Urai Kepadatan, Forum LLAJ Tulungagung Uji Coba Sistem Satu Arah di Kawasan SMP Katolik

Fokus utama rekayasa ini adalah pemberlakuan sistem satu arah (one way) bagi kendaraan roda empat. Dalam skema baru ini, mobil dari arah selatan kini dilarang melintas ke arah utara di sepanjang jalur depan SMP Katolik hingga area Gereja Santa Maria.

13 Feb 2026 - 22:31
Urai Kepadatan, Forum LLAJ Tulungagung Uji Coba Sistem Satu Arah di Kawasan SMP Katolik
Dinas Perhubungan (Dishub) Kabupaten Tulungagung bersama Satlantas Polres Tulungagung resmi memulai uji coba rekayasa lalu lintas di ruas Jalan A. Yani Timur Gang 5 (ist)

Tulungagung, (afederasi.com) – Dinas Perhubungan (Dishub) Kabupaten Tulungagung bersama Satlantas Polres Tulungagung resmi memulai uji coba rekayasa lalu lintas di ruas Jalan A. Yani Timur Gang 5, pada Jumat (13/2/2026). Langkah ini diambil sebagai upaya menata arus kendaraan di kawasan yang dikenal padat aktivitas tersebut.

Fokus utama rekayasa ini adalah pemberlakuan sistem satu arah (one way) bagi kendaraan roda empat. Dalam skema baru ini, mobil dari arah selatan kini dilarang melintas ke arah utara di sepanjang jalur depan SMP Katolik hingga area Gereja Santa Maria. Larangan melintas ke utara tersebut diberlakukan pada penggal jalan sepanjang kurang lebih 200 meter.

Kepala Bidang Lalu Lintas, Sarana Prasarana, dan PJU Dishub Tulungagung, Panji Putranto, menjelaskan bahwa kebijakan ini bertujuan untuk mengurai titik sumbat yang kerap terjadi. Selama ini, aktivitas sekolah dan proses bongkar muat logistik, seperti distribusi air minum kemasan, seringkali memicu penumpukan kendaraan di ruas jalan yang relatif sempit tersebut.

"Saat ini karakteristik lalu lintas tidak hanya terfokus di jalan utama. Banyak jalan sirip atau jalan kecil yang kini menjadi jalur alternatif bagi masyarakat. Oleh karena itu, diperlukan penataan agar tidak terjadi penumpukan kendaraan yang mengganggu mobilitas," terang Panji pada Jumat (13/2/2026).

Guna mendukung efektivitas kebijakan ini, petugas telah memasang rambu-rambu larangan di tiga titik strategis. Rambu tersebut meliputi larangan belok kiri bagi roda empat dari sisi barat setelah perlintasan, larangan belok kanan dari sisi timur, serta rambu dilarang masuk dari arah selatan menuju utara di titik awal pemberlakuan arus satu arah. Sementara itu, kendaraan dari arah utara tetap diperbolehkan melaju ke arah selatan seperti biasa.

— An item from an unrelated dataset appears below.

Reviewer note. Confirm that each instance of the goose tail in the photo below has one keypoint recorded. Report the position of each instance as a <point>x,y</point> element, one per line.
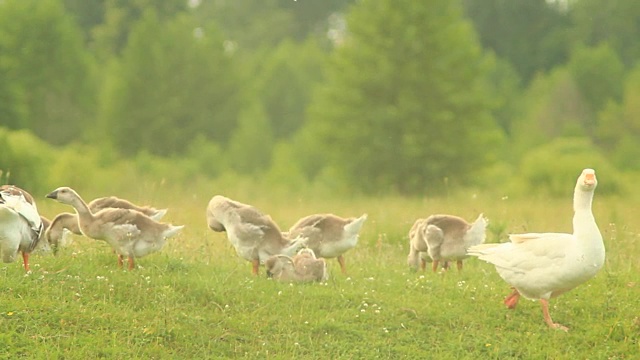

Panji menambahkan bahwa rekayasa ini akan diuji coba selama 30 hari ke depan. Selama masa sosialisasi ini, Forum Lalu Lintas Angkutan Jalan (LLAJ) akan memantau dinamika di lapangan. Jika hasil evaluasi menunjukkan dampak positif terhadap kelancaran arus, maka kebijakan ini akan ditetapkan secara permanen dan pelanggar akan dikenakan sanksi tilang oleh petugas kepolisian.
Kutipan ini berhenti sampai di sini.